Not only can religious conservatives count on President Trump to aid them in the pro-life movement, he can count on them to protect their religious freedoms, according to Vice President Mike Pence.
Speaking at the first annual Ministerial to Advance Religious Freedom this week, the vice president, along with Secretary of State Mike Pompeo, expressed the Trump administration’s commitment to protecting religious freedoms both domestically and abroad.
They were addressing representatives from over 80 nations “to discuss challenges, identify concrete ways to combat religious persecution and discrimination, and ensure greater respect for religious freedom for all,” according to the State Department. Victims of persecution also gave first-hand accounts of the brutality they faced.

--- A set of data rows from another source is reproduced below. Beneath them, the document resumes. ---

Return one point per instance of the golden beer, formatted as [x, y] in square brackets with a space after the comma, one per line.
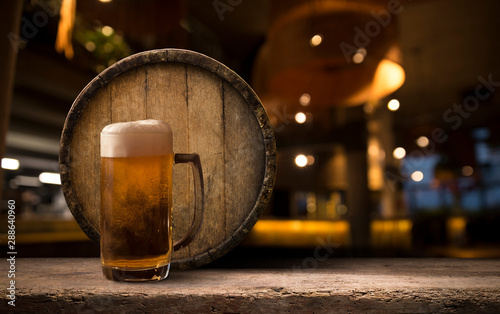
[136, 200]
[136, 211]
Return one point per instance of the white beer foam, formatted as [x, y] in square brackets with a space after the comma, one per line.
[137, 138]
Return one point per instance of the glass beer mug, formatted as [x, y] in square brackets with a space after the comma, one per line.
[136, 200]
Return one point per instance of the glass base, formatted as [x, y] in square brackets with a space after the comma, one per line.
[149, 274]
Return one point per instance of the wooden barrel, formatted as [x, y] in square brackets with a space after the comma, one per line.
[212, 112]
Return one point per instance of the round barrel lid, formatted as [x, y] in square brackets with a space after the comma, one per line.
[212, 112]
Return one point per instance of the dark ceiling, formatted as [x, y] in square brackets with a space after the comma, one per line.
[449, 48]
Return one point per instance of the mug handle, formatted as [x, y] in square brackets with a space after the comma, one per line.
[199, 197]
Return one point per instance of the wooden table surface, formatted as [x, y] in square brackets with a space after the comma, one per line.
[310, 285]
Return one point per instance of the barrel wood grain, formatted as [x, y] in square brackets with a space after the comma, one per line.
[212, 112]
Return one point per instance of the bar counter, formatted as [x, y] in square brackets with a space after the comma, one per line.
[316, 284]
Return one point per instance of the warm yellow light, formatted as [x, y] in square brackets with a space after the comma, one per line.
[50, 178]
[301, 160]
[305, 99]
[310, 160]
[107, 30]
[467, 171]
[10, 164]
[373, 149]
[422, 141]
[359, 56]
[316, 40]
[368, 108]
[90, 46]
[393, 105]
[399, 153]
[342, 209]
[300, 117]
[417, 176]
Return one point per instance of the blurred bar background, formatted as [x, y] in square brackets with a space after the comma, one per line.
[386, 115]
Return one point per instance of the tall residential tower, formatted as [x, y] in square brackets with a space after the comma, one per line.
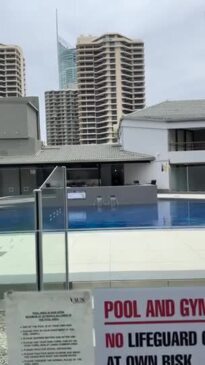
[66, 66]
[12, 71]
[111, 83]
[62, 117]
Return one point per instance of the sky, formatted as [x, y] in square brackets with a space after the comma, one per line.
[173, 32]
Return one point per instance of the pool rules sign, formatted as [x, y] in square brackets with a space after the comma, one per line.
[160, 326]
[49, 328]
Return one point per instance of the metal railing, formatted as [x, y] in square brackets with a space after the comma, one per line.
[187, 146]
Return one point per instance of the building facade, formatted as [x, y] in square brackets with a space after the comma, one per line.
[12, 71]
[174, 133]
[66, 66]
[111, 83]
[62, 117]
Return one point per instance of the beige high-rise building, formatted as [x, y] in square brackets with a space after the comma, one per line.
[62, 117]
[111, 83]
[12, 71]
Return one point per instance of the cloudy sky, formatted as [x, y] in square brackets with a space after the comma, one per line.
[173, 32]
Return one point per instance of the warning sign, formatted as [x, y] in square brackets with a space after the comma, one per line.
[161, 326]
[49, 328]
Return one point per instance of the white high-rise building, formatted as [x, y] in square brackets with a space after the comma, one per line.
[12, 71]
[62, 117]
[111, 83]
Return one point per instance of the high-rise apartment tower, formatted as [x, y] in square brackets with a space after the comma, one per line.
[62, 117]
[12, 71]
[66, 66]
[111, 83]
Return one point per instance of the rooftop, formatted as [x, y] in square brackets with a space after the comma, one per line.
[77, 153]
[172, 111]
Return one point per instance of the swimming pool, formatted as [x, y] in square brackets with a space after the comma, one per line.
[177, 213]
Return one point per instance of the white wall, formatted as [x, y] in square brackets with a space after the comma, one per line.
[186, 157]
[145, 172]
[152, 141]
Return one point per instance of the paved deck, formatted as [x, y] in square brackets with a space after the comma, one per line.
[138, 257]
[106, 255]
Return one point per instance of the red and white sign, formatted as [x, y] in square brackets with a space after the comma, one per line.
[158, 326]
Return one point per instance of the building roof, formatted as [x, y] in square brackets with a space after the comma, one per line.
[75, 154]
[172, 111]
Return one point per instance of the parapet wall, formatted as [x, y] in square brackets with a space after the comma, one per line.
[112, 195]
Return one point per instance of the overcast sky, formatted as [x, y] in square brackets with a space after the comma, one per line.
[173, 32]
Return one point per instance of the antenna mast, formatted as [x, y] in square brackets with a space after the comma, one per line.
[57, 44]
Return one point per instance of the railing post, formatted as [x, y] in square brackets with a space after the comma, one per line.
[38, 238]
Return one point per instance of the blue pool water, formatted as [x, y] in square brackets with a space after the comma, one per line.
[177, 213]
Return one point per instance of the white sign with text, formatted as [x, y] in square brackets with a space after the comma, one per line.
[45, 328]
[157, 326]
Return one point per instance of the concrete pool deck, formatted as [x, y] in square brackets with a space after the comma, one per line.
[105, 256]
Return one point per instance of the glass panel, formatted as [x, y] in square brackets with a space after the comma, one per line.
[53, 202]
[53, 260]
[178, 178]
[196, 178]
[17, 262]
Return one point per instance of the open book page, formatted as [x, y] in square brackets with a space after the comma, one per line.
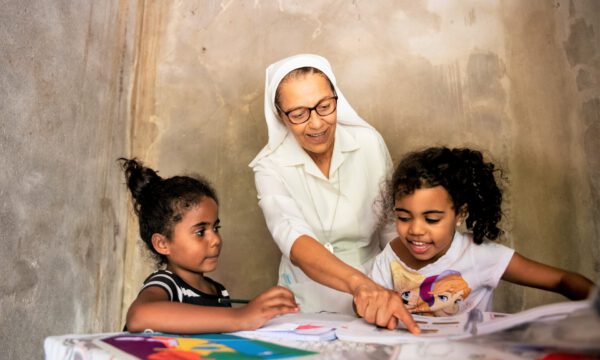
[302, 327]
[457, 327]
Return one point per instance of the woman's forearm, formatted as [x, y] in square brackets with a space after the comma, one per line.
[325, 268]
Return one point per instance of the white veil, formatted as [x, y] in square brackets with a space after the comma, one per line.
[274, 74]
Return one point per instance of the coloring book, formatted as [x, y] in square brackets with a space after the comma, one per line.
[457, 327]
[158, 346]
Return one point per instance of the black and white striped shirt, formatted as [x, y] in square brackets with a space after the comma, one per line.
[180, 291]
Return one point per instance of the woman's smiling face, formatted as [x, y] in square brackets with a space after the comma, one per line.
[425, 221]
[316, 136]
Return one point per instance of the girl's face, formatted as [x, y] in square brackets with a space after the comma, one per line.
[425, 221]
[316, 135]
[195, 243]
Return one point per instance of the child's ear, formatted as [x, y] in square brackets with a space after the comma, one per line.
[462, 214]
[160, 243]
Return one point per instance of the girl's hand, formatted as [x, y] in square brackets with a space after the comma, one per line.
[275, 301]
[382, 307]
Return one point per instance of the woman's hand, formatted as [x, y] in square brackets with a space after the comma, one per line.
[382, 307]
[275, 301]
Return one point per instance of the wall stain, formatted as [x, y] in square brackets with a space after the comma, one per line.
[577, 46]
[25, 278]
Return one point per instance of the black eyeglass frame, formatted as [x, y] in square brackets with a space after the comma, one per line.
[286, 113]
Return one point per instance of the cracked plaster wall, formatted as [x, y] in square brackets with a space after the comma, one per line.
[520, 80]
[64, 97]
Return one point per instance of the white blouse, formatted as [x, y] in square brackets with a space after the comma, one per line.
[342, 212]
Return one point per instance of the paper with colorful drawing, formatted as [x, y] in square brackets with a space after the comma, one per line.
[301, 327]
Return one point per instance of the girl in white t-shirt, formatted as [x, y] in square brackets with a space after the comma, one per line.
[436, 269]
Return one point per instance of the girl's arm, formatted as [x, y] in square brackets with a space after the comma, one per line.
[374, 303]
[524, 271]
[153, 310]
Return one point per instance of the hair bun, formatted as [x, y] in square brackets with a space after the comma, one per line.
[138, 176]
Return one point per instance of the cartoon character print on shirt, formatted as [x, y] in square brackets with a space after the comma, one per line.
[437, 295]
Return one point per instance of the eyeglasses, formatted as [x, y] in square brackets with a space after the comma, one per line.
[301, 115]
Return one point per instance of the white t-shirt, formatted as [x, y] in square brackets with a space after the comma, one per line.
[341, 211]
[462, 279]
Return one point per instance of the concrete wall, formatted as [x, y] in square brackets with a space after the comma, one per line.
[517, 79]
[64, 98]
[520, 80]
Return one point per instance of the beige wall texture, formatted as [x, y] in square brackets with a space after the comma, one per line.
[64, 104]
[179, 84]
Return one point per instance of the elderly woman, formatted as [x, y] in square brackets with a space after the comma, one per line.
[318, 180]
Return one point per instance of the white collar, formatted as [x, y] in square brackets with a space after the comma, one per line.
[290, 153]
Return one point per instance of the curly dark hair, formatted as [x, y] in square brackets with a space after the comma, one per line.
[468, 179]
[161, 203]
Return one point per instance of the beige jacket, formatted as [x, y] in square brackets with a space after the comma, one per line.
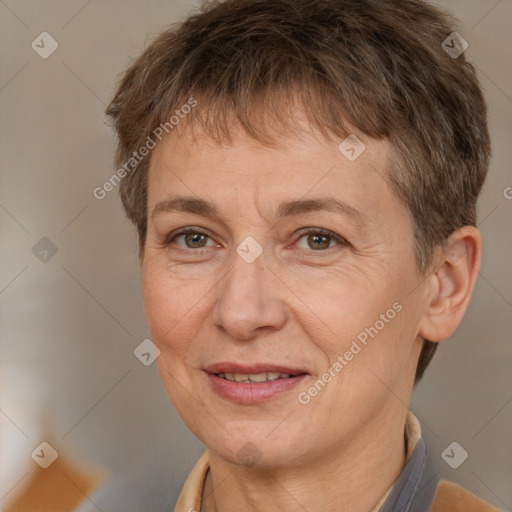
[449, 497]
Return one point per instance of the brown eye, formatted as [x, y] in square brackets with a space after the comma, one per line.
[190, 239]
[318, 242]
[195, 240]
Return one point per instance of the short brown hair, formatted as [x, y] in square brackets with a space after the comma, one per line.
[376, 64]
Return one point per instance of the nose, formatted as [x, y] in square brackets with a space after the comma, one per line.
[248, 302]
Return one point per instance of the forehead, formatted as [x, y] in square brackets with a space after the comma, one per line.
[285, 178]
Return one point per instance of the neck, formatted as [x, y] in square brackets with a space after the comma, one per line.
[353, 477]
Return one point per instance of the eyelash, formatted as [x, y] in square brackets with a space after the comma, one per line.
[302, 233]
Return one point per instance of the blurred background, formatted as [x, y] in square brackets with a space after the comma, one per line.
[71, 309]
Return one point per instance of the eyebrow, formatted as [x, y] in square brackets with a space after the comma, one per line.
[287, 209]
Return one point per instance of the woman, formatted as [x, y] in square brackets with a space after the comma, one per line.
[303, 177]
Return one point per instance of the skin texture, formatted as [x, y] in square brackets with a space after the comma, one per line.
[300, 304]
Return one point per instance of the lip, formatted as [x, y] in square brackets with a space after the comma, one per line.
[229, 367]
[255, 392]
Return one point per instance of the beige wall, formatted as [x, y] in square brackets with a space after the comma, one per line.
[69, 325]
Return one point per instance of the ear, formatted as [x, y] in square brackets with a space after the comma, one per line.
[451, 286]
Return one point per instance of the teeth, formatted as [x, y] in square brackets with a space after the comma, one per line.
[253, 377]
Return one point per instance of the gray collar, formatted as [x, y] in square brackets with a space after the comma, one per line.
[415, 488]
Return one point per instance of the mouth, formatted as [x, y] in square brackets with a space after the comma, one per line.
[249, 378]
[252, 384]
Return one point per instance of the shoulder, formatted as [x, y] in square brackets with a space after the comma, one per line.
[451, 497]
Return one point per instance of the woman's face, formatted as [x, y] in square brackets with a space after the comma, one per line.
[297, 261]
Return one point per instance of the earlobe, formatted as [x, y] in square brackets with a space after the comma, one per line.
[451, 285]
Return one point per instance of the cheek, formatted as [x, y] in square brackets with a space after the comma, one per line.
[171, 308]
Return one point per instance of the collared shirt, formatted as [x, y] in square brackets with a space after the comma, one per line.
[412, 491]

“This event truly reflects President Trump’s ironclad commitment to protecting this important liberty,” Pompeo said, which “is not exclusively an American right. It is a God-given, universal right bestowed on all of mankind.”
Pompeo announced the release of the Potomac Declaration and the Potomac Plan of Action, which reaffirms the United States’ stance and “recommends concrete ways the international community and governments can do more to protect religious freedom and vulnerable religious communities.”
Pence said the United States will lead the world by example in supporting religious freedom.
“The American founders enshrined religious freedom as the first freedom in the Constitution of the United States, and America has always and will always lead the world by our example,” Pence said, adding that cultures with no respect for religious liberty are more violent.
“There is no escaping the plain fact that North Korea’s leadership has exacted unparalleled privation and cruelty upon its people for decades,” he said.
Pence also warned that Western democracies also threaten religious freedom, highlighting the fact that “just 70 years after the Holocaust, attacks on Jews, even on aging Holocaust survivors, are growing at an alarming rate” across Europe.